I have just released version 2.0.2 of the Synthesis library for Synergy/DE 9.3 and above. You can download the library sources using the link at the bottom of this page. This version includes a few minor corrections, and the following enhancements:
Regular Expressions (Regex class)
You can now back-reference a captured group within the pattern itself. This is particularly useful for matching pairs of items, like quotes or HTML tags. For instance,
R$("/(['""]).*\1/") matches a quoted string, either in single or double quotes, but not mixed. Note that the duplicate " in the character class is merely used to insert a quote into a quoted string in Synergy/DE. For repeating groups, the back-reference uses the most recently encountered value. If a reference is made to a group that has not yet been captured, then a zero-length string is used.
If you want to using grouping but don’t want it numbered among potential back-references, you can now enclose it within
(?: ). That can be useful when you need more than 9 groupings, because you can’t have more than 9 back-references (at least, not until I implement named groups).
You can now insert a comment in your regex even if you aren’t using Extended syntax mode, by enclosing it within
Lists (ls class)
While tuning a QuickSort algorithm in C for a client, it occurred to me to try some of the same optimizations on the quicksort method of ls. Changing the algorithm to use the “collapse the walls” approach and falling back to an insertion sort when the list contains fewer than five elements both improved performance significantly. I experimented with trying to optimize the pivot value using both a median of 3 and a pseudomedian of 9, but neither of those approaches yielded any benefit. I think that the overhead of invoking the compare test generally outweighs the benefit of using a better pivot value, extreme cases excepted.

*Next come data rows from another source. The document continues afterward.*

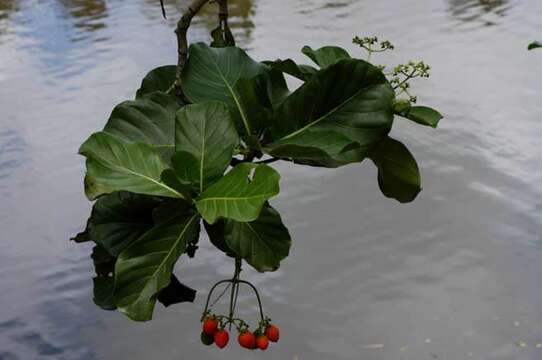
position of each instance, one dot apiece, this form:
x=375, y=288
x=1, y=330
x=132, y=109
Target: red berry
x=272, y=332
x=262, y=342
x=221, y=338
x=247, y=339
x=210, y=326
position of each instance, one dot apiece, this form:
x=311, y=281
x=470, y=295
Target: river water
x=454, y=275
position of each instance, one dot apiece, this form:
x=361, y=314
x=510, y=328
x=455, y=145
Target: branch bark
x=182, y=30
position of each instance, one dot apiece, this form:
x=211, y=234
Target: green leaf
x=398, y=173
x=120, y=218
x=217, y=236
x=145, y=267
x=255, y=100
x=159, y=79
x=318, y=148
x=113, y=165
x=240, y=194
x=422, y=115
x=534, y=45
x=263, y=243
x=206, y=132
x=149, y=119
x=212, y=73
x=351, y=99
x=326, y=56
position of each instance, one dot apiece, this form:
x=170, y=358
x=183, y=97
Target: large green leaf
x=422, y=115
x=149, y=119
x=240, y=194
x=120, y=218
x=263, y=243
x=398, y=173
x=212, y=73
x=113, y=165
x=145, y=267
x=288, y=66
x=351, y=97
x=255, y=98
x=159, y=79
x=326, y=56
x=207, y=133
x=351, y=102
x=318, y=148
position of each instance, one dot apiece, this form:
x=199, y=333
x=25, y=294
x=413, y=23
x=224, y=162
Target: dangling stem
x=234, y=289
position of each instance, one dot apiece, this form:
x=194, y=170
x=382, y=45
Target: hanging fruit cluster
x=215, y=328
x=215, y=332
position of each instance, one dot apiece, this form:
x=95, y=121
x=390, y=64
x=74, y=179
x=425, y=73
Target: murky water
x=454, y=275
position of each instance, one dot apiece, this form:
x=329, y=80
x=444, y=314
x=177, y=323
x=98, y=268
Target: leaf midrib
x=326, y=115
x=122, y=168
x=188, y=224
x=234, y=96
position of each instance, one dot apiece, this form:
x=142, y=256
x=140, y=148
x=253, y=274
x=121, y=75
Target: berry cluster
x=214, y=331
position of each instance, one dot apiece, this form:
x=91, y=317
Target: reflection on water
x=455, y=275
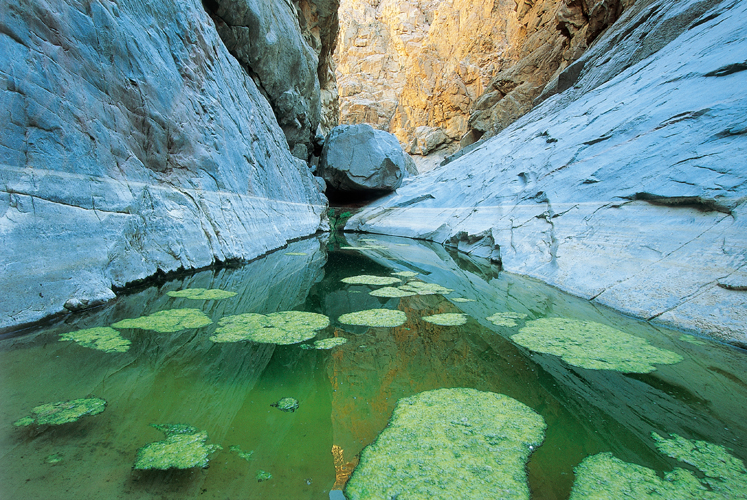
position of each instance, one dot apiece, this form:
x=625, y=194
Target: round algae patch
x=593, y=345
x=168, y=321
x=447, y=319
x=201, y=294
x=103, y=339
x=366, y=279
x=450, y=443
x=283, y=328
x=507, y=318
x=387, y=318
x=62, y=412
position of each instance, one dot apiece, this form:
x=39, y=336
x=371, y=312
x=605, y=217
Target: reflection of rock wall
x=436, y=71
x=132, y=142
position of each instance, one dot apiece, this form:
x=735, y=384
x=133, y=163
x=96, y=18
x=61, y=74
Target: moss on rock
x=283, y=328
x=62, y=412
x=201, y=294
x=593, y=345
x=450, y=443
x=105, y=339
x=168, y=321
x=386, y=318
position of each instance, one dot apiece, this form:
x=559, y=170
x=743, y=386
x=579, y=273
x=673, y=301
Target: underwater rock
x=450, y=443
x=593, y=345
x=286, y=404
x=201, y=294
x=721, y=475
x=446, y=319
x=366, y=279
x=283, y=328
x=102, y=339
x=168, y=321
x=183, y=448
x=507, y=318
x=62, y=412
x=387, y=318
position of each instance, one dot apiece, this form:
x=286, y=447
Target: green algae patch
x=366, y=279
x=721, y=475
x=391, y=292
x=507, y=319
x=385, y=318
x=246, y=455
x=447, y=319
x=62, y=412
x=201, y=294
x=102, y=339
x=330, y=343
x=286, y=404
x=168, y=321
x=283, y=328
x=450, y=443
x=593, y=345
x=184, y=448
x=423, y=288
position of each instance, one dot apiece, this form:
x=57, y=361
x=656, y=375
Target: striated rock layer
x=131, y=143
x=437, y=72
x=629, y=188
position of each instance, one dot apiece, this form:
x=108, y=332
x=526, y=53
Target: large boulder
x=360, y=161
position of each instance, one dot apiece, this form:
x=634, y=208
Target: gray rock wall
x=132, y=142
x=628, y=189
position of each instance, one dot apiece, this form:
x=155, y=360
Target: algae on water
x=366, y=279
x=102, y=339
x=184, y=448
x=723, y=476
x=593, y=345
x=507, y=318
x=283, y=328
x=168, y=321
x=62, y=412
x=447, y=319
x=387, y=318
x=201, y=294
x=450, y=443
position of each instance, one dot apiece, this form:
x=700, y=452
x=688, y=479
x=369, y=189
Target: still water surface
x=346, y=395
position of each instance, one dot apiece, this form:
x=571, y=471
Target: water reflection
x=346, y=395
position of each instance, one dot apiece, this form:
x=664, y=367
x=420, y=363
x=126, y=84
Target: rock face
x=359, y=161
x=437, y=72
x=629, y=188
x=286, y=47
x=131, y=143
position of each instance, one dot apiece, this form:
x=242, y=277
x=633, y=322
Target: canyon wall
x=626, y=185
x=133, y=143
x=437, y=72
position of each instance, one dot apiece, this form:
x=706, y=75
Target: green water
x=346, y=395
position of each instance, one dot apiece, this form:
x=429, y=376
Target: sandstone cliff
x=434, y=72
x=132, y=143
x=628, y=188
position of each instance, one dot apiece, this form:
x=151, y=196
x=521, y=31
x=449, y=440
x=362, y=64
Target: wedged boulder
x=359, y=161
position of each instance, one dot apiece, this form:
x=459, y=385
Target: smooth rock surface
x=358, y=160
x=628, y=189
x=131, y=143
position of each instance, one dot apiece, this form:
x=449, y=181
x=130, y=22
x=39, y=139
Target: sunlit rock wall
x=131, y=143
x=629, y=188
x=437, y=72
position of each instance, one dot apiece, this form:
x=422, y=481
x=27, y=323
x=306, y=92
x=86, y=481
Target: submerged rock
x=450, y=443
x=359, y=161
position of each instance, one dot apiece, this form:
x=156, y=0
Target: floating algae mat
x=593, y=345
x=450, y=443
x=471, y=400
x=286, y=327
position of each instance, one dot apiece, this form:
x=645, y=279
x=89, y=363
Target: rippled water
x=346, y=395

Then it occurred to me to take another look at my mergesort method to see if that could be tuned at all. Sure enough, I figured out how to cut down the number of copy operations by about half. This improved performance dramatically (as you might expect), and made mergesort faster than quicksort when the list contains about 100,000 elements or more (down from 900,000 in the previous version, even with the improvements to quicksort). Below 100,000 elements, quicksort still wins consistently.
So, I decided to make the sort method into a hybrid. It chooses quicksort for lists of less than 100,000 items. For more than that, it starts out as a mergesort, but for any segment that contains less than 100,000 items it switches to quicksort. Since quicksort switches to Insertion sort on less than 5 items, we get a combination of three different sort algorithms, depending on the size of the set being sorted. This hybrid performs comparably to quicksort up to 100,000 (as you would expect), but beyond that point it outperforms both mergesort and quicksort by taking advantage of the strengths of both approaches.
Of course, MergeSort and QuickSort bring other considerations to the table besides performance. MergeSort uses O(N) additional memory, while QuickSort does everything in place. However, MergeSort is stable (meaning, the order of duplicates is preserved), while my new quicksort algorithm is not. Since the sort method combines these approaches, it is neither stable nor lean on memory, but it performs best. So, depending on your needs, you can choose which sort to use:
- Fast: sort
- Lean: quicksort
- Stable: mergesort
I improved the performance of the CodeCoverage class by caching the source file object, rather than always looking it up in the associative list. That benefits sampling of executables that stay in one source file for a number of lines at a time. I also improved the code coverage for most of the test routines.